Voor de werknemer kan een beding echter problematisch zijn. Er zijn namelijk meerdere redenen te bedenken waarom het voor een werknemer interessant is om nevenwerkzaamheden te verrichten. De meest voor de hand liggende reden is dat de werknemer simpelweg meer inkomen behoeft. Maar kan het ook in de ambities van de werknemer liggen: wellicht heeft die persoon meer behoefte aan afwisseling, uitdaging, ontwikkeling in zijn loopbaan of een nuttige invulling van zijn vrije tijd.

Toetsing van het beding

De belangen van de werkgever en de werknemer kunnen dus tegenstrijdig zijn. Er kan een conflict ontstaan over het verrichten van nevenwerkzaamheden. Hoe zal dit conflict opgelost moeten worden, gezien het feit er geen specifieke wettelijke regeling bestaat voor het nevenwerkzaamhedenbeding?
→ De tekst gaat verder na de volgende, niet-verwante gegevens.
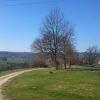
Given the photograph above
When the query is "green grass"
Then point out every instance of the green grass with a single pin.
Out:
(61, 85)
(2, 73)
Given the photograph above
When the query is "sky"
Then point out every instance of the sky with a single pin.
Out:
(20, 21)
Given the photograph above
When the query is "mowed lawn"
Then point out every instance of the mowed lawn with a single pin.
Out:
(60, 85)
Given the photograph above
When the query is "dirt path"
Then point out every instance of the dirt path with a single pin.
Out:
(5, 78)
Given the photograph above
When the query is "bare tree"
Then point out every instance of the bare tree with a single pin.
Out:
(67, 43)
(56, 37)
(91, 55)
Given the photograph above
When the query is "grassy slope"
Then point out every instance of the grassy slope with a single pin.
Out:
(61, 85)
(2, 73)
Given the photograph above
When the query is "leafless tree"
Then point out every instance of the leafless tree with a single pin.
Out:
(67, 43)
(56, 37)
(91, 55)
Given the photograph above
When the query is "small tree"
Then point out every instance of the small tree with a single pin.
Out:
(56, 37)
(91, 55)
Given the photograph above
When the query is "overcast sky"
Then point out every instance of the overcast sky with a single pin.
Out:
(20, 21)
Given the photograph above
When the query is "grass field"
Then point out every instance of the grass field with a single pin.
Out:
(60, 85)
(2, 73)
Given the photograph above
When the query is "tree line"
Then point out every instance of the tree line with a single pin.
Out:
(57, 42)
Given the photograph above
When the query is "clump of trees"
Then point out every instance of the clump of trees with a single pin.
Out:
(56, 40)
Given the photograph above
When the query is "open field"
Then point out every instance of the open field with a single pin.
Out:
(2, 73)
(60, 85)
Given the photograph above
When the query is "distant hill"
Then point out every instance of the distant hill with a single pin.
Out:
(16, 55)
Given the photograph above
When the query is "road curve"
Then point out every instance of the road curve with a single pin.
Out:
(5, 78)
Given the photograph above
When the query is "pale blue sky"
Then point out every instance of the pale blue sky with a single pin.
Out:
(20, 21)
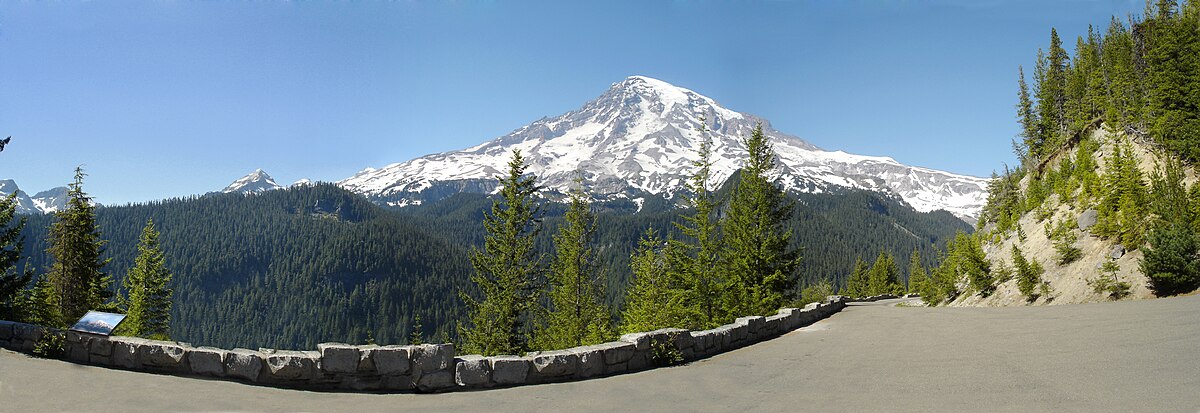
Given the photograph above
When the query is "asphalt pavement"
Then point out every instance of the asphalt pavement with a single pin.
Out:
(1114, 357)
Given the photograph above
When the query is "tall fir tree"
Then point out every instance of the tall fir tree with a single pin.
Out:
(12, 281)
(149, 298)
(1027, 118)
(760, 262)
(883, 277)
(857, 283)
(77, 271)
(508, 270)
(696, 259)
(577, 315)
(916, 271)
(654, 299)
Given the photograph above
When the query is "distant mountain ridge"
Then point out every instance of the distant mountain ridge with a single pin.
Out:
(45, 202)
(641, 137)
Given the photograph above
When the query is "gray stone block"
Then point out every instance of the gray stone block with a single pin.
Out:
(101, 346)
(591, 360)
(291, 365)
(165, 354)
(473, 371)
(339, 358)
(6, 330)
(555, 364)
(366, 363)
(125, 352)
(617, 351)
(431, 358)
(244, 363)
(391, 360)
(509, 369)
(640, 340)
(436, 381)
(207, 360)
(397, 382)
(77, 346)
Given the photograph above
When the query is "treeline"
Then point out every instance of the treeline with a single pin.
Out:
(725, 265)
(286, 269)
(1139, 79)
(76, 280)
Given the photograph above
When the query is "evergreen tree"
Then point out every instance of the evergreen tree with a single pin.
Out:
(1029, 274)
(507, 270)
(857, 283)
(654, 299)
(78, 270)
(1026, 117)
(149, 298)
(696, 258)
(577, 315)
(42, 304)
(916, 271)
(883, 277)
(12, 281)
(760, 262)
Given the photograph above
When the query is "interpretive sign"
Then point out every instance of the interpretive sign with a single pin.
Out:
(99, 322)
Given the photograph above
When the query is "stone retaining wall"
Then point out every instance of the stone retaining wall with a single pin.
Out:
(425, 367)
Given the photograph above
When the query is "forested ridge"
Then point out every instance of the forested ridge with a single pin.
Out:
(309, 264)
(1138, 82)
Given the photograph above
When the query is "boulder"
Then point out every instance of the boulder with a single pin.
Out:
(391, 360)
(473, 371)
(509, 369)
(1086, 220)
(339, 358)
(244, 363)
(207, 360)
(1117, 251)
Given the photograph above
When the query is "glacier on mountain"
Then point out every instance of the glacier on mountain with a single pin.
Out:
(641, 136)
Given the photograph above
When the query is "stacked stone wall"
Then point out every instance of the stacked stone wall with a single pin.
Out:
(425, 367)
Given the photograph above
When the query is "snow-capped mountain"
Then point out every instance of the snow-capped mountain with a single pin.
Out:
(52, 201)
(255, 183)
(641, 137)
(45, 202)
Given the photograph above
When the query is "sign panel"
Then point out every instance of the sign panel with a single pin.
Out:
(99, 322)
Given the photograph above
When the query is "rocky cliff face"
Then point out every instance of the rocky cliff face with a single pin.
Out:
(1068, 283)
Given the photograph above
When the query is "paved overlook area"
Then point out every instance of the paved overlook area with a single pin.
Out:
(1115, 357)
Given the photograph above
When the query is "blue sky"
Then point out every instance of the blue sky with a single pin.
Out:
(174, 97)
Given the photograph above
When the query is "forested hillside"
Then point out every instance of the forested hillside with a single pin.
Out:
(1104, 203)
(287, 269)
(298, 267)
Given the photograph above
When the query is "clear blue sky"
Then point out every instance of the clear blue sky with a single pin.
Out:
(174, 97)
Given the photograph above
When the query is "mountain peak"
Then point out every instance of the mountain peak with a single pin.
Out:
(641, 136)
(255, 183)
Het conflict zal opgelost moeten worden met de algemene regels van het arbeidsrecht, neergelegd in boek 7 BW. Daarnaast kun je uit de gelaagde structuur van het Burgerlijk Wetboek opmaken dat ook de algemene regels van boek 3 en de regels van een obligatoire overeenkomst van boek 6 ook van toepassing zouden moeten zijn. Dit is deels waar. Hieruit volgt namelijk wél dat een overeenkomst bijvoorbeeld vormvrij is.[viii] Tegenstrijdig is echter, dat de kans op een geslaagd beroep op ontbinding via art. 6:265 BW zeer onwaarschijnlijk is. Dit artikel bepaalt dat ontbinding buitengerechtelijk kan plaatsvinden, terwijl art. 7:686 BW bepaalt dat ontbinding slechts door de rechter uitgesproken kan worden. Dat laatstgenoemde artikel dit bepaalt heeft te maken met het gesloten systeem van het ontslagrecht en diens beschermingsfunctie. Gebruik maken van art. 6:265 BW zou daarmee in strijd zijn. In de rechtspraak wordt dan ook geen gebruik gemaakt van ontbinding via art. 6:265 BW.[ix]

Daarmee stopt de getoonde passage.